Há perguntas mais valorosas do que respostas. Não tenho dúvidas.
Muitas vezes me questiono sobre ser justamente este o sentido: não haver resposta. Talvez “a resposta” seja um ato, um movimento, um fazer. Entre estas perguntas, há uma, em particular, com a qual me deparo desde a faculdade. Ela fala de cuidado: “Quem cuida de quem cuida?”.

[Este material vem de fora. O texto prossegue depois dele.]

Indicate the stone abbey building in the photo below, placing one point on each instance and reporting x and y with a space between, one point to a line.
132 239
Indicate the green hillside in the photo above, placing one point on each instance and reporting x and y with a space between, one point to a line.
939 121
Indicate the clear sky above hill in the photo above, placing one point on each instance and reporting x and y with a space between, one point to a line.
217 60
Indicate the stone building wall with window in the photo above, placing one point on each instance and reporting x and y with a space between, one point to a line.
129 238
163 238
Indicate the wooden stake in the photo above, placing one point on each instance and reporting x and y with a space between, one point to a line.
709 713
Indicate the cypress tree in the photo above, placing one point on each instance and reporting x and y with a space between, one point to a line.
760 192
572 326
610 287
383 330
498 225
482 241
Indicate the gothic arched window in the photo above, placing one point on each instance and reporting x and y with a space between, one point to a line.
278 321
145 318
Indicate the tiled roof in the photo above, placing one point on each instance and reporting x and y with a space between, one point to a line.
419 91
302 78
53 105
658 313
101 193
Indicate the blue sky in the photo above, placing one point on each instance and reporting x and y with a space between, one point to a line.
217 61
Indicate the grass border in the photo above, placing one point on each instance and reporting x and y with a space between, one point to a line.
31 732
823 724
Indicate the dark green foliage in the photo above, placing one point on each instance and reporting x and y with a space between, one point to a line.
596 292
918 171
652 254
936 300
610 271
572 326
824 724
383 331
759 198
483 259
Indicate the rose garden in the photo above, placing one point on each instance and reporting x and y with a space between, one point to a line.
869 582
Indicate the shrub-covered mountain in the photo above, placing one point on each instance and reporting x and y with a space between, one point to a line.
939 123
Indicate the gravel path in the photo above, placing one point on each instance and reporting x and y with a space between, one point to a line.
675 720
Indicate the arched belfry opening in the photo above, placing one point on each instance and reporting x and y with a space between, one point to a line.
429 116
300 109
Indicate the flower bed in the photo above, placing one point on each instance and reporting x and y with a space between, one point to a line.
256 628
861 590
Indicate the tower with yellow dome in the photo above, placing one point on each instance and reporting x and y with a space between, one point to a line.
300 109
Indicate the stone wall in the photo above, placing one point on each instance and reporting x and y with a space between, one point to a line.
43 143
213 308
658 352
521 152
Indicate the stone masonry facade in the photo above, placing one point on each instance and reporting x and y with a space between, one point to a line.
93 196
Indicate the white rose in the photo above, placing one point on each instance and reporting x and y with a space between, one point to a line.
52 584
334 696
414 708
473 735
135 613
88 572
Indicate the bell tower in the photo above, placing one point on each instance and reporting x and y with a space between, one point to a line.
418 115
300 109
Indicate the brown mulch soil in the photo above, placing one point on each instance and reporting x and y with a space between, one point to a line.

Uma criança recém-nascida, uma doença, um acidente. Todos são motivos para “quebrar” a rotina diária. Muitas vezes, gerando sobrecarga física e/ou emocional e sobrecarregando uma pessoa em particular: o cuidador.
Há pais e mães que dedicam a vida ao cuidado de filhos incapacitados fisicamente ou mentalmente. Filhos que cuidam de pais definhando ao leito de morte. Há quem viva às voltas com aquele familiar imerso no vício.
Profissionais da saúde, que passam a maior parte do seu dia convivendo com a doença, com a dor e o sofrimento humano. Bombeiros, socorristas, policiais, médicos, enfermeiros, que lidam diretamente com a morte, sempre ali à espreita.
Invariavelmente, muitas destas pessoas chegam ao esgotamento. Adoecem, sem se dar conta da sua própria ferida. E quem cuida de quem cuida?
A mitologia grega conta a história de Quíron (Kheíron), o grande centauro. Centauros eram criaturas híbridas, metade homem, metade cavalo. Grandes guerreiros, no entanto, violentos, delinquentes, rudes e abusivos. Quíron, ao contrário, destacou-se pelo dom do ensinamento. Educado pelos deuses Apolo e Ártemis, torna-se um grande mestre em muitas áreas. Bondoso, civilizado e inteligente, lembra da característica de um mestre. Todas as crianças educadas por Quíron se tornam notáveis. Entre elas, Aquiles, Asclépio, Jasão, Ajax, Hércules…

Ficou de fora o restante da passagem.